Never mind that the Christians are triumphant and the play would still endorse Jessica’s rejection of Judaism. There’s an inherent all-or-nothing tribalism in the material that insists on having winners and losers. Shakespeare was not interested in world peace; he wanted drama.
So let’s stop talking about the play that doesn’t exist and look at the one that does. Daniel Sullivan’s production follows a post-Holocaust tradition of trying to rehabilitate the work for contemporary audiences by underscoring how inhumanely Shylock is treated (an onstage baptism of Shylock—not in the original script—looks more like waterboarding).
Al Pacino’s central performance, recalling his work in the 2004 movie version of Merchant, gives us a Shylock who is grizzled and faintly addled. Maybe he’s crazy like a fox: Pacino never makes it clear whether the character is near-senile or partly deranged from a lifetime of discrimination. The actor’s trademark growl and syncopated, drawling line readings isolate him from the rest of the ensemble, which makes sense but is a mixed blessing. At times Pacino drags down the pace, at others he endows his material with profound anguish.
Luckily the star is surrounded by a solid cast that has been expertly guided by Sullivan to strong, resonant choices. Byron Jennings’s Waspy Antonio and Hamish Linklater’s foppish Bassanio are flawed creatures, but never hateful or two-dimensional. And Lily Rabe’s brassy, wisecracking Portia may be the one who turns tables on Shylock in the courtroom climax, but she throws in generous amounts of rue and self-doubt to add a sourness to Portia’s judgment. Bill Heck, as Jessica’s suitor Lorenzo, shows a moody side that presages a rocky interfaith marriage ahead.

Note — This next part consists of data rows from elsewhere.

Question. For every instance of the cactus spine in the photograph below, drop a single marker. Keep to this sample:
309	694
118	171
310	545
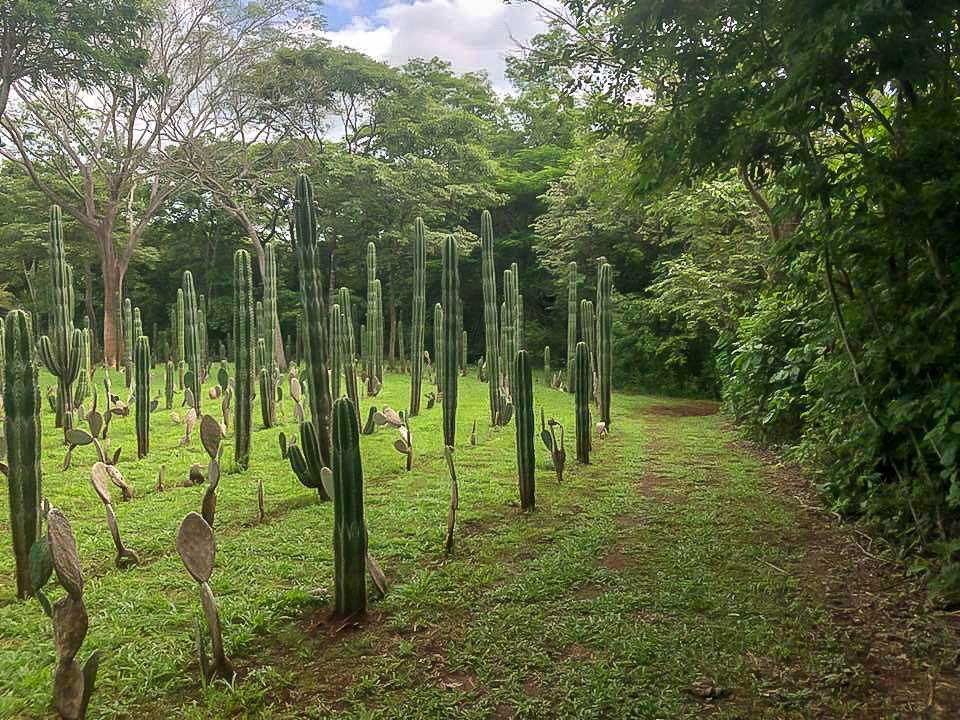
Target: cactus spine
21	397
526	457
61	353
451	339
584	384
419	315
349	528
141	391
191	332
571	323
243	355
304	240
605	340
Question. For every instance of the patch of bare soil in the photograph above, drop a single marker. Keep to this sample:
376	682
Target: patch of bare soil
900	656
685	408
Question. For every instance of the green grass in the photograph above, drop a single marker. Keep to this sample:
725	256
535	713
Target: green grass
653	567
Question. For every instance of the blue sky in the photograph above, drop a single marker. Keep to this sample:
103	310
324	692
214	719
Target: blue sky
472	34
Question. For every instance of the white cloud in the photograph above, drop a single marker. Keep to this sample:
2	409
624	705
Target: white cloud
471	34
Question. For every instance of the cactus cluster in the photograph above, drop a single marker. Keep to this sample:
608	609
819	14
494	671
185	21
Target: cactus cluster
315	453
418	315
450	358
142	364
604	340
21	398
243	355
571	323
61	353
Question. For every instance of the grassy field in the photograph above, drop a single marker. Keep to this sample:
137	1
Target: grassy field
676	576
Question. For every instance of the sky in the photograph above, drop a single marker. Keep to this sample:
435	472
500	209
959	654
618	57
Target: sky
471	34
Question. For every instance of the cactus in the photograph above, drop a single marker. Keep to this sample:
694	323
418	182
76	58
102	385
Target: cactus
21	397
72	685
191	332
198	551
371	324
604	341
571	323
526	457
582	395
336	352
438	345
418	315
349	529
509	329
181	338
588	331
142	394
243	355
317	432
61	353
269	328
451	340
169	385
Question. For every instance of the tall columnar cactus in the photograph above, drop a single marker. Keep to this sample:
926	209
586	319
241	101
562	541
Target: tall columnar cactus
305	246
571	323
336	355
269	327
509	327
588	331
605	340
378	330
191	332
584	384
490	320
243	355
128	340
61	352
169	385
419	315
181	336
526	457
266	387
142	364
21	398
349	528
438	345
371	325
451	339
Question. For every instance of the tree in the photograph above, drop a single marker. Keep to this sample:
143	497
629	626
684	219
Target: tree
50	41
98	152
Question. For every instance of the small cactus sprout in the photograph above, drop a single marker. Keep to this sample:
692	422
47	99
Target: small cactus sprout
101	475
72	685
454	497
197	549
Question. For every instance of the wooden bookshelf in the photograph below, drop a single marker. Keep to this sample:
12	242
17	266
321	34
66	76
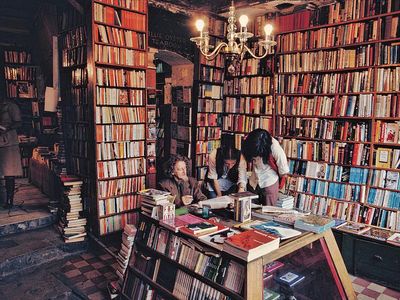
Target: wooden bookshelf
337	111
192	268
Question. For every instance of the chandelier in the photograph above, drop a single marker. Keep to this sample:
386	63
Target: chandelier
236	45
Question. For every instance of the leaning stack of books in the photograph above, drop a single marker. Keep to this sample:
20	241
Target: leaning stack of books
151	199
285	201
72	224
128	237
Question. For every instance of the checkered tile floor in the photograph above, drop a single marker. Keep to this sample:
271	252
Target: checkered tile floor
367	290
90	272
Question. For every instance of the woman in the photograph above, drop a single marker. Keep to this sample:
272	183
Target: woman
225	167
10	158
269	163
185	189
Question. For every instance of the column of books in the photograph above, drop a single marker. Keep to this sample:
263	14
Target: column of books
119	44
248	101
337	108
209	100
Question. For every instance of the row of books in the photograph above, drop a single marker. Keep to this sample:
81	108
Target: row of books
120	150
121	78
350	211
74	38
211	74
117	168
117	222
327	37
118	204
324	171
330	152
320	106
124	18
327	60
117	96
109	115
249	105
20	73
209	105
115	187
119	56
73	57
247	86
121	37
17	57
244	123
208	133
388	80
126	132
342	191
138	5
330	83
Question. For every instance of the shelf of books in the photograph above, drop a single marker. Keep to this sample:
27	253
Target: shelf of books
20	85
208	97
119	53
180	260
337	107
248	97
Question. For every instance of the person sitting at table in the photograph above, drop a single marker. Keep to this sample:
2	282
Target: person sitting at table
185	189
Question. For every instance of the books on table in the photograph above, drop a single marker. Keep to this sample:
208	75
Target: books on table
314	223
251	244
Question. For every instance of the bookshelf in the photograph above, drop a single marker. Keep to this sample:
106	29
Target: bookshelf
248	97
20	85
336	90
118	49
193	268
208	99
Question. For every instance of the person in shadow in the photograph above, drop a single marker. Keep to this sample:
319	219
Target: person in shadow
10	157
185	189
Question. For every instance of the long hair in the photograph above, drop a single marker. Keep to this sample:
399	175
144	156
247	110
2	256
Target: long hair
257	143
173	159
228	152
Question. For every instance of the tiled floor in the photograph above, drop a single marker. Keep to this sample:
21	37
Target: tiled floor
367	290
90	272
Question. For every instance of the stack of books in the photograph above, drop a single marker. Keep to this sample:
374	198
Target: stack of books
285	201
150	199
128	236
242	205
72	224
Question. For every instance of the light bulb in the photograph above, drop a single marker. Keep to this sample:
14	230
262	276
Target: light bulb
268	29
243	20
200	25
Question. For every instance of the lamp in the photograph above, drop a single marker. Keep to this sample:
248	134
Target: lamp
236	45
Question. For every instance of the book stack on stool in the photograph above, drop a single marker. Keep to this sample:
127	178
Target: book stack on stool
72	224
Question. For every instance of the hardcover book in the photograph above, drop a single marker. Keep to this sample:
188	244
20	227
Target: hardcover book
251	244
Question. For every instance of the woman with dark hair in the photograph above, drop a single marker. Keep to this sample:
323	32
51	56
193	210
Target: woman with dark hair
225	167
185	189
269	163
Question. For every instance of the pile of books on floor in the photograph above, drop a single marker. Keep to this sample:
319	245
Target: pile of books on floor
285	201
128	237
155	204
72	224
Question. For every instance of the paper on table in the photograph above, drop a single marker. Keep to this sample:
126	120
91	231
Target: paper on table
50	99
218	202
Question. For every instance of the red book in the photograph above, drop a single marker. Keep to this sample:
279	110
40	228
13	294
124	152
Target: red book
251	244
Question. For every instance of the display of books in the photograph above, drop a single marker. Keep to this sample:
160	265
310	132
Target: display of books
394	239
290	278
283	232
355	228
251	244
314	223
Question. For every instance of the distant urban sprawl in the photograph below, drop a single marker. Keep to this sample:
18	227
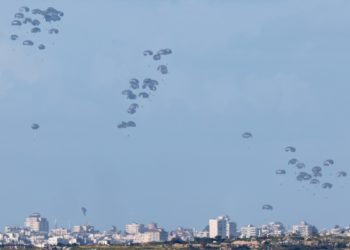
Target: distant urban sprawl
36	232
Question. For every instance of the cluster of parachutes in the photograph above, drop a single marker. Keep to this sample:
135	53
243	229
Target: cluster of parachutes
142	89
34	21
313	177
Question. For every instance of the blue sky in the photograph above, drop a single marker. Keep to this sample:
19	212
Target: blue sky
278	69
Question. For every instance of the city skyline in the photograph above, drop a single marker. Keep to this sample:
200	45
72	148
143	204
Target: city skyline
277	70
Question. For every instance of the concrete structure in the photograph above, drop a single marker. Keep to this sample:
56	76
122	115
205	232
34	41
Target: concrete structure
222	227
249	232
303	229
37	223
134	228
272	229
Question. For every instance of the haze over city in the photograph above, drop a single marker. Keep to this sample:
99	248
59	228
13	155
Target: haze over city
277	70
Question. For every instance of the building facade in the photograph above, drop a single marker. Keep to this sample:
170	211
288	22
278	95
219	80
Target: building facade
222	227
37	223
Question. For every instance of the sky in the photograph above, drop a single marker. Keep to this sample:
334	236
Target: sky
277	69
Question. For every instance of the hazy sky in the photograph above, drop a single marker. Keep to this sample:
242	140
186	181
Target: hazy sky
278	69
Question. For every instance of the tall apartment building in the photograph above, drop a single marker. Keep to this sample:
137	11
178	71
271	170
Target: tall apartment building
134	228
222	227
37	223
249	232
303	229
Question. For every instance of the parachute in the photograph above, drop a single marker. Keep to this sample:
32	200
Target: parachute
267	207
247	135
84	210
290	149
148	53
35	126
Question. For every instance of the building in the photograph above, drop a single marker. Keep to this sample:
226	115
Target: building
304	230
273	229
222	227
249	232
134	228
155	235
37	223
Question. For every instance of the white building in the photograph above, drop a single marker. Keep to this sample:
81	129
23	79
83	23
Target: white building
155	235
273	229
249	232
222	227
37	223
303	229
134	228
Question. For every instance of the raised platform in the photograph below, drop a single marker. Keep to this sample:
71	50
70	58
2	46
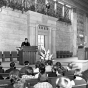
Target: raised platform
83	64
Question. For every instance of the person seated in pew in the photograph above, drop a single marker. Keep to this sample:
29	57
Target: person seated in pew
63	82
53	72
12	67
41	71
15	80
43	82
60	69
26	65
48	67
36	69
28	73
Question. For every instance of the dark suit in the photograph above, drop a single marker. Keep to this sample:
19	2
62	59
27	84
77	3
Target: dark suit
25	44
23	69
9	70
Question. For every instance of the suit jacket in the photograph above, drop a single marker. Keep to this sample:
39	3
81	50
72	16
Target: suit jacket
25	44
23	69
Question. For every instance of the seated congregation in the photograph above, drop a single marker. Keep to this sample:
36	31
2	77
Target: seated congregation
44	75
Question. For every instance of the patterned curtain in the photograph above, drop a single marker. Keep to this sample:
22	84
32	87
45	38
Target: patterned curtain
40	7
59	10
66	12
51	10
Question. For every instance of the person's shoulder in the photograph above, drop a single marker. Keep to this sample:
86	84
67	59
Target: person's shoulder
8	70
9	86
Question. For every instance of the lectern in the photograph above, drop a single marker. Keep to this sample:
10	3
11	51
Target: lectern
27	53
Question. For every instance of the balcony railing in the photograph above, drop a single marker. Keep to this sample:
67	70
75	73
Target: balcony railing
52	8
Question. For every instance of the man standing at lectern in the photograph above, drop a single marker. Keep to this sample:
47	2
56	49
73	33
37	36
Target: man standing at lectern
25	43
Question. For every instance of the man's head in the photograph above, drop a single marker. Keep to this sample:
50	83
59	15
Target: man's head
29	71
42	68
26	40
14	76
26	63
63	82
12	65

One can see why the Public Theater put Merchant in rep with The Winter’s Tale: Both are tragicomic studies of empathy and forgiveness (or lack thereof). But whereas Sullivan makes a thorny work compelling, director Michael Greif turns an enchanting, tear-jerking romance into a tedious hash of stiff acting and strained bawdy humor. Ruben Santiago-Hudson is simply miscast as the jealous Sicilian king Leontes, who suspects his pregnant wife, Hermione (Linda Emond), is carrying the child of best friend Polixenes, the king of Bohemia (Martin).
Although Santiago-Hudson is capable of finely shaded portraits of shifty men, his Leontes is weirdly phlegmatic and blank. His change from homicidally jealous tyrant to penitent griever barely registers, and the actor’s vocal work suffers from a wandering British inflection. Better that he had switched roles with Jesse L. Martin, who gives a muscular, vivid Polixenes. Marianne Jean-Baptiste is a vigorous, if overwrought, Paulina, and the usually charming Linklater gets zero laughs with his forced shenanigans as con artist Autolycus.
Although the Public is to be applauded for giving us repertory theater in the summer, the practice has its downside: You see the same actors blaze forth one night, and fizzle out the next.